Salford Star
- Editor: Stephen Kingston, Steven Speed
- Categories: local
- Format: print, web
- Publisher: Mary Burns Publishing
- Total circulation: 20,000 (print) (2015)
- First issue: May 2006; 19 years ago
- Final issue: May 2021; 4 years ago
- Country: United Kingdom
- Based in: Salford
- Website: salfordstar.com

= Salford Star =

British magazine (2006 - 2021)

The Salford Star was a free local news, culture and campaigning magazine based in Salford, Greater Manchester, England. First published in 2006, it moved to online-only publication in 2009, although returned briefly to print in 2015–2016. It stopped publishing in 2021 for financial reasons.

==Establishment==
The magazine was co-founded in May 2006 by journalists Steven Speed and Stephen Kingston, who had worked together re-launching a small community magazine, the Old Trafford News. Kingston had previously worked freelance for mainstream publications, including the Manchester Evening News, Elle, and The Times. He became frustrated that community articles were rarely accepted by publications, especially when critical of their sponsors; he experienced this particularly when attempting write about potential negative impacts of the 2002 Commonwealth Games on its host city of Manchester. Speed had previously worked as a photojournalist and on community media projects, and was approached by Graham Cooper, a youth worker in a residential regeneration area, to help set up a local paper written by and for Salford people. They decided it would be a not-for-profit publication, and advertised a public meeting at a local pub. The initial meeting was attended by 40 people. The magazine received funding before its launch from UnLtd, Awards for All, and Salford City Council via the East Salford Community Committee.

==Features==
The Salford Star covered local news and culture in Salford. It also featured local history pieces, sports reporting, and ran interviews with celebrities from the area, including Christopher Eccleston, Shaun Ryder, and John Cooper Clarke. The "What's On" section contained previews and reviews of local events and performances. The magazine was vocal on local issues and sometimes took an active role in campaigning.
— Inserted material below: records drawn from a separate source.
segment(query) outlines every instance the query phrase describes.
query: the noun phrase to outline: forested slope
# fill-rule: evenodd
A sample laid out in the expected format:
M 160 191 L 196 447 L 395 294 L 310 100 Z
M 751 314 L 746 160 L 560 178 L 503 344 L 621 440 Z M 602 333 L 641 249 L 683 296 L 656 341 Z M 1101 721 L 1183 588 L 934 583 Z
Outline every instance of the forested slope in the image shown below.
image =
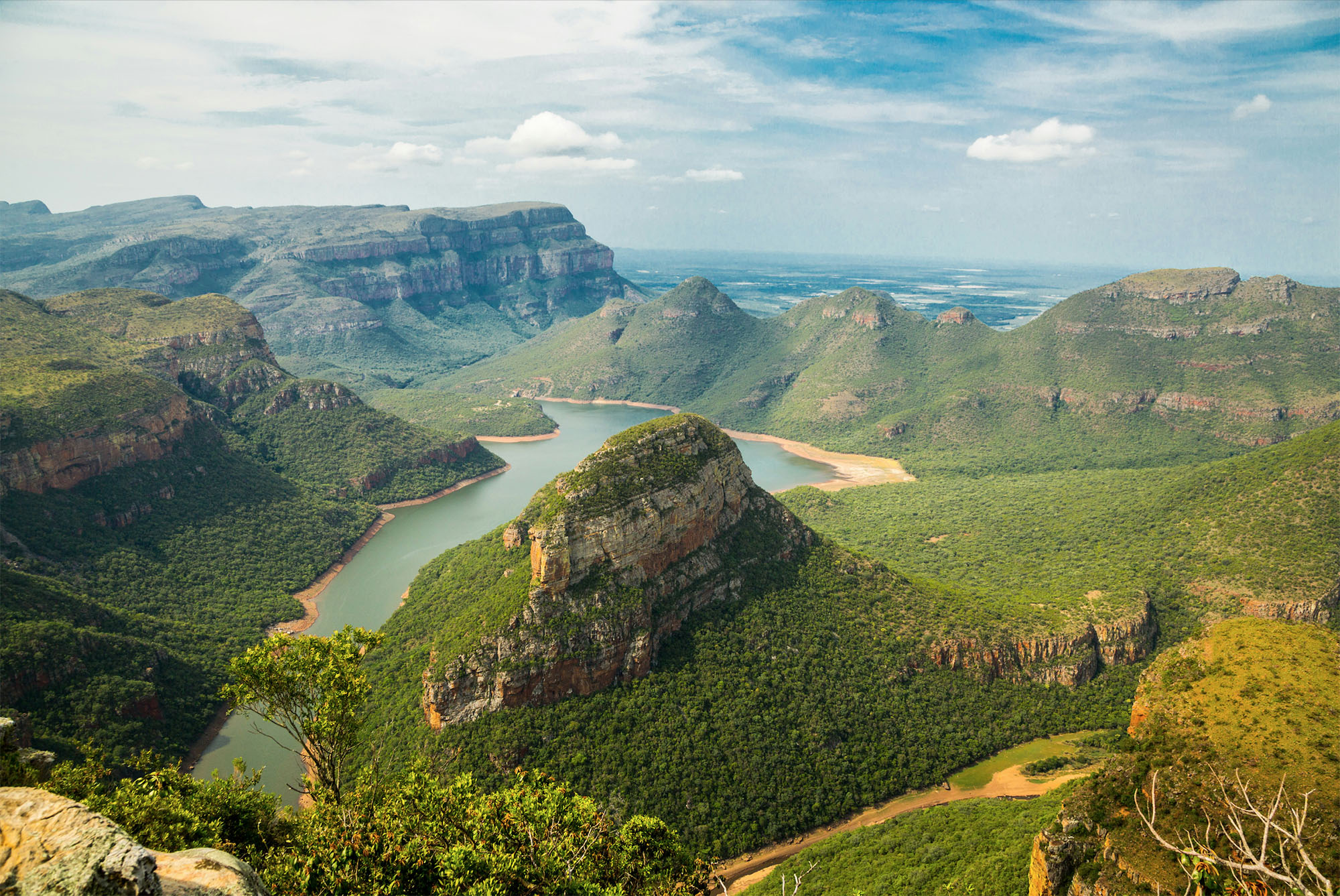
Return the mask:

===Campaigns and investigations===
From its inception, it reported critically on local regeneration schemes and published investigations into the property development company Urban Splash, which at the time was responsible for many such schemes in the area. In its first issue it reported on the Lowry Centre, a publicly funded arts venue which had opened six years earlier, promising to ensure it was welcoming to the community. It published a photo comic of an experiment in which a reporter photographed a group of young people as they entered the building, capturing how they were quickly ejected. According to Kingston, Salford City Council said they were "very angry" about the action, but did meet community contributors to talk about the issues.
In August 2009 it campaigned alongside the Tiles and Architectural Ceramics Society (TACS) and local residents to save The Tree of Knowledge, an Alan Boyson mural at Salford University that was to be demolished, resulting in the work being protected with a grade II listed status.

===Recurring features===
The Salford Star issued a satirical series of awards called the Mary Burns Awards (named after the local historical figure, Mary Burns). They were "awarded" every January to organisations and public figures for "stupid statements, dodgy dealings and iffy activities" during the previous year, and often featured critiques related to spending, transparency and unfulfilled promises by local public bodies and their private-sector partners. It also issued genuine awards for music and the arts, voted for by the readership.
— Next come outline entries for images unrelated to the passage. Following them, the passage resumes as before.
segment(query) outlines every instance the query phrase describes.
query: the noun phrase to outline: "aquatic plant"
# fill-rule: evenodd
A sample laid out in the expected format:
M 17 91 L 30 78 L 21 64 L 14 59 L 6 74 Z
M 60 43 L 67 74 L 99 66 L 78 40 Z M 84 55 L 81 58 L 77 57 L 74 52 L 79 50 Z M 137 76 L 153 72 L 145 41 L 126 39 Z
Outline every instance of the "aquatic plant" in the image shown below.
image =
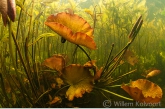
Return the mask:
M 63 13 L 63 15 L 71 16 L 64 12 L 66 8 L 70 8 L 70 5 L 64 3 L 66 0 L 52 3 L 46 1 L 40 3 L 41 1 L 17 1 L 16 22 L 9 21 L 6 25 L 7 28 L 0 21 L 0 24 L 2 24 L 0 26 L 1 107 L 83 107 L 85 106 L 83 104 L 91 103 L 89 102 L 91 100 L 89 95 L 94 94 L 98 94 L 99 98 L 105 97 L 113 100 L 114 96 L 112 95 L 115 95 L 115 97 L 133 100 L 122 94 L 123 90 L 116 90 L 115 87 L 120 88 L 122 82 L 138 78 L 140 74 L 133 76 L 132 73 L 135 71 L 141 73 L 142 67 L 159 66 L 158 63 L 160 62 L 163 65 L 164 61 L 155 59 L 155 53 L 159 54 L 159 51 L 161 51 L 157 43 L 160 40 L 164 41 L 162 37 L 164 26 L 161 20 L 157 24 L 154 21 L 143 23 L 143 29 L 138 34 L 137 40 L 134 41 L 142 23 L 142 19 L 139 18 L 137 26 L 132 29 L 130 37 L 127 37 L 134 20 L 139 16 L 139 13 L 143 13 L 143 8 L 139 10 L 137 0 L 136 3 L 133 2 L 134 5 L 125 2 L 127 0 L 117 3 L 109 0 L 109 4 L 103 4 L 105 7 L 94 5 L 98 10 L 93 8 L 96 9 L 93 14 L 97 15 L 97 12 L 102 14 L 97 19 L 94 29 L 87 25 L 87 31 L 90 31 L 92 35 L 87 34 L 85 36 L 97 44 L 97 50 L 88 49 L 95 49 L 93 45 L 87 47 L 86 44 L 81 44 L 79 41 L 76 43 L 75 40 L 71 40 L 71 42 L 70 39 L 61 43 L 61 37 L 50 31 L 44 22 L 50 16 L 50 13 Z M 94 25 L 94 20 L 91 21 L 90 17 L 81 11 L 83 10 L 81 7 L 75 6 L 74 3 L 70 4 L 74 8 L 74 14 L 76 14 L 74 16 L 77 16 L 78 19 L 85 19 L 81 19 L 82 22 L 88 21 L 89 24 Z M 132 6 L 133 10 L 132 8 L 129 10 L 127 6 Z M 53 15 L 53 18 L 55 16 L 56 14 Z M 67 17 L 70 18 L 69 16 Z M 77 18 L 75 20 L 78 20 Z M 143 18 L 145 18 L 145 15 Z M 51 22 L 49 23 L 51 24 Z M 156 28 L 155 25 L 161 25 L 161 27 Z M 70 24 L 65 26 L 70 27 Z M 72 29 L 78 32 L 77 28 Z M 158 30 L 161 30 L 159 34 Z M 93 34 L 92 31 L 95 31 L 95 33 Z M 70 33 L 61 30 L 56 32 Z M 60 33 L 59 35 L 61 35 Z M 141 37 L 148 35 L 152 35 L 154 38 Z M 95 37 L 91 38 L 92 36 Z M 125 43 L 127 44 L 125 45 Z M 153 48 L 158 51 L 148 49 L 150 45 L 154 45 Z M 112 48 L 110 49 L 110 47 Z M 141 62 L 141 59 L 143 60 L 142 63 L 138 62 L 134 66 L 123 63 L 123 59 L 127 58 L 125 54 L 129 47 L 131 47 L 129 50 L 138 54 L 139 62 Z M 162 49 L 164 48 L 162 47 Z M 146 51 L 147 53 L 145 53 Z M 64 55 L 67 55 L 67 57 Z M 164 56 L 164 54 L 161 56 Z M 63 63 L 64 60 L 65 63 Z M 80 72 L 80 75 L 77 72 Z M 75 93 L 72 92 L 73 90 Z M 77 99 L 77 97 L 79 98 Z M 72 105 L 70 106 L 69 103 Z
==Distribution and participation==
12,000 copies of the first edition were hand-delivered by local volunteers to houses in East Salford, and 3,000 more were left at community and social premises to be given out. Not enough copies of the second edition were available to meet demand, and by the third issue the print run was increased to 20,000. Over 100 volunteers worked for the magazine, including photographers, graphic designers and distributors.

===Community projects===
The Salford Star ran a summer spin-off youth magazines, in which children aged eight to 14 participated in journalistic activities such as holding their own press conferences. These included community relations work with local young people and children of asylum seekers. The magazine also provided training courses in journalism, photography and graphics.

==Recognition==
The publication was shortlisted for a Paul Foot Award in 2007 and was awarded as a runner-up. It had been longlisted for the same award in 2006 for its investigation into Urban Splash. In 2008 it won the Plain English Campaign's Plain English Award for Best Regional Newspaper and a How-Do award for North West Magazine of the Year.

==Closure==
Facing a lack of funding, the publication campaigned publicly to raise money to keep running. Since its launch, it had been unable to access public funds, with Salford Council revising the criteria for Community Committees' funding of publications. In 2018 it raised £3,000 through various means including an auction of "Salford relics". Nigel Pivaro, a regular writer for the Salford Star, auctioned a brick from recently-demolished housing in Higher Broughton. Also for sale was a bolt from a Salford gasometer, advertised as having been made famous by Ewan MacColl in the song Dirty Old Town, but this was gifted to the singer's family in thanks for a donation made by his estate. However, the publication was only temporarily saved, and closed in 2021. Plans were made for the Salford Star to be archived by the British Library and the Working Class Movement Library.